On May 12, 1951, President Truman authorized physicist Edward Teller and mathematician Stanislaw Ulam to develop the first hydrogen bomb. Although -in reality- they were not the thinking head of that project. In 2001, the newspaper “New York Times” published a posthumous video of Edward Teller, in which he claimed that The first design of the Hydrogen bomb was due to Richard Garwin, a young 23-year-old physicist who -at that time- was doing internships at the Los Alamos National Laboratory.
In this way, the green light was given to the construction of an explosive device based on the nuclear fusion, instead of fission of the first weapons of mass destruction. Essentially, what distinguishes one device from another, is that the explosion of a fission bomb is produced by the division of complex atoms into simpler ones; while the meltdown bomb explosion does the exact opposite i.e. combine small atoms to form larger ones.
And it is also known as the name of “hydrogen bomb” either “h-bomb” -precisely- because they are based on the union of deuterium and tritium, which are the components of hydrogen.
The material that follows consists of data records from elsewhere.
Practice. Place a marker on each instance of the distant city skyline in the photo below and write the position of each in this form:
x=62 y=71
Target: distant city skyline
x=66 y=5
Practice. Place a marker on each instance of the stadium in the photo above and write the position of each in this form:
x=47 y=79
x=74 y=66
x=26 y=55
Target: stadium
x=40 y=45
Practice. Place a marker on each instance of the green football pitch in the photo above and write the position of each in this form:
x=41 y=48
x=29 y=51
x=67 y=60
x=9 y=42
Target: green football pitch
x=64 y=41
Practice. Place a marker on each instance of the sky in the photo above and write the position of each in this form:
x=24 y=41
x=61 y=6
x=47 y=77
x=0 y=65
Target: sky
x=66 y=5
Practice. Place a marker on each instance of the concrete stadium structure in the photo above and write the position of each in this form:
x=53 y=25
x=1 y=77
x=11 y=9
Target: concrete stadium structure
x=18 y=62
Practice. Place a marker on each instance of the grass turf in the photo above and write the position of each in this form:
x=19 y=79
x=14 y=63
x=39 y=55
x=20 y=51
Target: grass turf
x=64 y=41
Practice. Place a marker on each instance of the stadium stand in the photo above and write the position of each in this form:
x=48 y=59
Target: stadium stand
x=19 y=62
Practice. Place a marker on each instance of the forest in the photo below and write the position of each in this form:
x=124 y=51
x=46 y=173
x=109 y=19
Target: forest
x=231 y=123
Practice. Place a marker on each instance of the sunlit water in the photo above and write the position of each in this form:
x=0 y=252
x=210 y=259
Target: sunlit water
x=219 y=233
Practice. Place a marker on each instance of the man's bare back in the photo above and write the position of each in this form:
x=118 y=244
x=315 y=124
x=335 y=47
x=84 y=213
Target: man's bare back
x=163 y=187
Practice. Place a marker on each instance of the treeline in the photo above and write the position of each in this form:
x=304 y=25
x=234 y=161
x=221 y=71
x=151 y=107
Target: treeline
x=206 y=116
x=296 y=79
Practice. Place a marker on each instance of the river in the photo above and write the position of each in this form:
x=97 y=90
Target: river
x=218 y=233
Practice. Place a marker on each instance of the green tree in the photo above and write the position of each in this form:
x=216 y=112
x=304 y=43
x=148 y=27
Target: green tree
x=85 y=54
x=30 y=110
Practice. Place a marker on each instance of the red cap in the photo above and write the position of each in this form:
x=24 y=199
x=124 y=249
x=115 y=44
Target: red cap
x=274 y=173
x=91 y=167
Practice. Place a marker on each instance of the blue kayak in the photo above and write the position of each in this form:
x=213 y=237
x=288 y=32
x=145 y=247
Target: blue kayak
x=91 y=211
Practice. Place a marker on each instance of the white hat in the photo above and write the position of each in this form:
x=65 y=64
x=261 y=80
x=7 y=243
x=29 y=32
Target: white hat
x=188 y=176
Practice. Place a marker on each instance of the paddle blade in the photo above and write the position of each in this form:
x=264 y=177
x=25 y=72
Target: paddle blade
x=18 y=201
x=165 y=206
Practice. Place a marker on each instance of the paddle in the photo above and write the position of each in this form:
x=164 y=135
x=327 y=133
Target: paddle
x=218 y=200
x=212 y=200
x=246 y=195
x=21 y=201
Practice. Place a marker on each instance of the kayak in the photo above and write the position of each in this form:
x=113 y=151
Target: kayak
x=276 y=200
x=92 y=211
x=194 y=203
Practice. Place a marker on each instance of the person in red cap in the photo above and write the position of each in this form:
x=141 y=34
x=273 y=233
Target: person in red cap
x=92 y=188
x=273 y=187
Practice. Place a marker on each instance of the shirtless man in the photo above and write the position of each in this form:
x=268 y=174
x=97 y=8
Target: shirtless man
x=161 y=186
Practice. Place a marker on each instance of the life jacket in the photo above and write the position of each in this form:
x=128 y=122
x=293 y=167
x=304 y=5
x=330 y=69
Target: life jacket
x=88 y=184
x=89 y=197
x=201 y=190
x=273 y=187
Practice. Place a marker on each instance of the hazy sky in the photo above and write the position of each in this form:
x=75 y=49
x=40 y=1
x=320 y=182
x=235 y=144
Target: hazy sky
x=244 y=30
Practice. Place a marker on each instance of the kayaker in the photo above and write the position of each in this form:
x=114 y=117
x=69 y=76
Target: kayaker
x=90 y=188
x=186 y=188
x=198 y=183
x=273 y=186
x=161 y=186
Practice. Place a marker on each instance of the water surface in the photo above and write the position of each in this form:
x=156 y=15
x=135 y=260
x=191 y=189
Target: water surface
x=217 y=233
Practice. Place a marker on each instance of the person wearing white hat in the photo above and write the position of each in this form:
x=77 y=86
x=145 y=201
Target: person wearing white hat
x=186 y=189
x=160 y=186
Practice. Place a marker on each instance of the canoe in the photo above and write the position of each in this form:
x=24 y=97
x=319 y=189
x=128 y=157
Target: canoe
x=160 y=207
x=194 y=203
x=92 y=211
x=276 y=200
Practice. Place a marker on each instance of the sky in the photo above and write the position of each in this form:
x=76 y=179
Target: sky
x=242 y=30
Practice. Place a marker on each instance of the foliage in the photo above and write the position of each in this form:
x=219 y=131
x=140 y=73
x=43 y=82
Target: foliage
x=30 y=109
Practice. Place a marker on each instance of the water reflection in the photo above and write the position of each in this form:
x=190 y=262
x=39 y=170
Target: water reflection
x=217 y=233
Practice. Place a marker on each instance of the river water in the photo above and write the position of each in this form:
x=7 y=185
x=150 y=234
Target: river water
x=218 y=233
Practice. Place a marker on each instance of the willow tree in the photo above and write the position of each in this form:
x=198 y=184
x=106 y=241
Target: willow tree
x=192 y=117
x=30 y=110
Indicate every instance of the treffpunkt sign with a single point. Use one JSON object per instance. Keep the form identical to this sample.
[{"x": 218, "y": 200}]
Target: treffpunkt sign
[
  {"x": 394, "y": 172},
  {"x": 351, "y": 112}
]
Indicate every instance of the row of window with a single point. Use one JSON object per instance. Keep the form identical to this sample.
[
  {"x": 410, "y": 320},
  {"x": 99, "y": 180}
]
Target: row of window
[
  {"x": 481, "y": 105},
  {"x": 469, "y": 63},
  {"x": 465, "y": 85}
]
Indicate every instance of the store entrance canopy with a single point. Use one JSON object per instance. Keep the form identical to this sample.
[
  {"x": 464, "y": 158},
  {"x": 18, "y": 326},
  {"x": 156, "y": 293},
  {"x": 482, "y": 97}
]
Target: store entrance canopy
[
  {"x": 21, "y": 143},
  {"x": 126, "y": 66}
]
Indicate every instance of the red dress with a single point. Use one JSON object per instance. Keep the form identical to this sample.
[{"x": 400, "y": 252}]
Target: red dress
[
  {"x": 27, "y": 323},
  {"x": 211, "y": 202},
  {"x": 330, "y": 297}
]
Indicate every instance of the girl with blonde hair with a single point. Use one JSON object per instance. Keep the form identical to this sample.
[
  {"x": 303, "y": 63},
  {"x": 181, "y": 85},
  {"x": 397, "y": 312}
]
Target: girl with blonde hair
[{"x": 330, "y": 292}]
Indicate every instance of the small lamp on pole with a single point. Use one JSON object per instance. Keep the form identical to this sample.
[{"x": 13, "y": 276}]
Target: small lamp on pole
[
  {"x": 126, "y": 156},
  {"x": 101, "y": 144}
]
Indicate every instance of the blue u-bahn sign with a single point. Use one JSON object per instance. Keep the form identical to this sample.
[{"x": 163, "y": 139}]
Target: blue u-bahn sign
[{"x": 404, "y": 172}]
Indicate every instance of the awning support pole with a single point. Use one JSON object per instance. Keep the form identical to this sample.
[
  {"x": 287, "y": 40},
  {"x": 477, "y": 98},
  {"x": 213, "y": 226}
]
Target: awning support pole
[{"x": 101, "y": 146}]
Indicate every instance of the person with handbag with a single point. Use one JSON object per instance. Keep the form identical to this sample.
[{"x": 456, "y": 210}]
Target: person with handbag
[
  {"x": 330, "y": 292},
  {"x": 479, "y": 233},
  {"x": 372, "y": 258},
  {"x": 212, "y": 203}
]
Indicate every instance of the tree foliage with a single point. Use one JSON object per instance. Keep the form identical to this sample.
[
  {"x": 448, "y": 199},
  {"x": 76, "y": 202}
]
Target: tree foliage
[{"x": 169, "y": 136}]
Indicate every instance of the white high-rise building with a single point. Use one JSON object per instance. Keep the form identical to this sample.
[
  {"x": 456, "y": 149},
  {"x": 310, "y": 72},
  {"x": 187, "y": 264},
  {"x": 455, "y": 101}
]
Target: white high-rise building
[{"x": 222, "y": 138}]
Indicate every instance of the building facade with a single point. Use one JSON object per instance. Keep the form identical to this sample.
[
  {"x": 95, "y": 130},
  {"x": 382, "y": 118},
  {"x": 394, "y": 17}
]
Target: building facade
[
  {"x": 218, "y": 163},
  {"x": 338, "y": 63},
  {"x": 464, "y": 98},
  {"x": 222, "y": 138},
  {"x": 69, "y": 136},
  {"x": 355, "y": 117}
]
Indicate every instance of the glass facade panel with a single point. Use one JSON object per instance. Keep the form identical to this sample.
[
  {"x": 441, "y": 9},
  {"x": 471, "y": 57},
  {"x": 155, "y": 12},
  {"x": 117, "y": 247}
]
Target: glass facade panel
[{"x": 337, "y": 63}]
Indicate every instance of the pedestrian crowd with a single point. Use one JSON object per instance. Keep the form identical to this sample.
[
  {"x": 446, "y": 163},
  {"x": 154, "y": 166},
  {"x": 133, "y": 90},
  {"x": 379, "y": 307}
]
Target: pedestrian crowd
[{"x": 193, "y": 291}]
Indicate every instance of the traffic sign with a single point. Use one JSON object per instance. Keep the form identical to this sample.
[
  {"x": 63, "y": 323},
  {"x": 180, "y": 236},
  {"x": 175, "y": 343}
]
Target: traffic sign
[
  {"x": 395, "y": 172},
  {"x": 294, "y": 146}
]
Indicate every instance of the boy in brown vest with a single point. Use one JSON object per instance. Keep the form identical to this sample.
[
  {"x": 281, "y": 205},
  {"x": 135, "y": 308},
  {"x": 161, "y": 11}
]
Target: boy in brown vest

This process of bonding atoms release much more energy and more radioactive particles. In fact, to activate a fusion bomb, the explosion of a fission bomb is necessary. contained within.
Finally, on November 1, 1952, a blinding explosion lit up the skies of the South Pacific. The United States had launched “Mike”, the first hydrogen fusion device and the prototype for the deadliest H-bombs to come after it. That explosion reached a power of 10.4 megatons, that is, 700 times the power of the “little boy” that fell on Hiroshima.
The force of the impact was such that in the center of the explosion 15 million degrees were reached, which is the estimated temperature of the Sun’s core, dooming the local flora and fauna in perpetuity. The saddest part of all this is that -in reality- the technology behind “Mike” was very conservative…it was simply a proof of “concept”.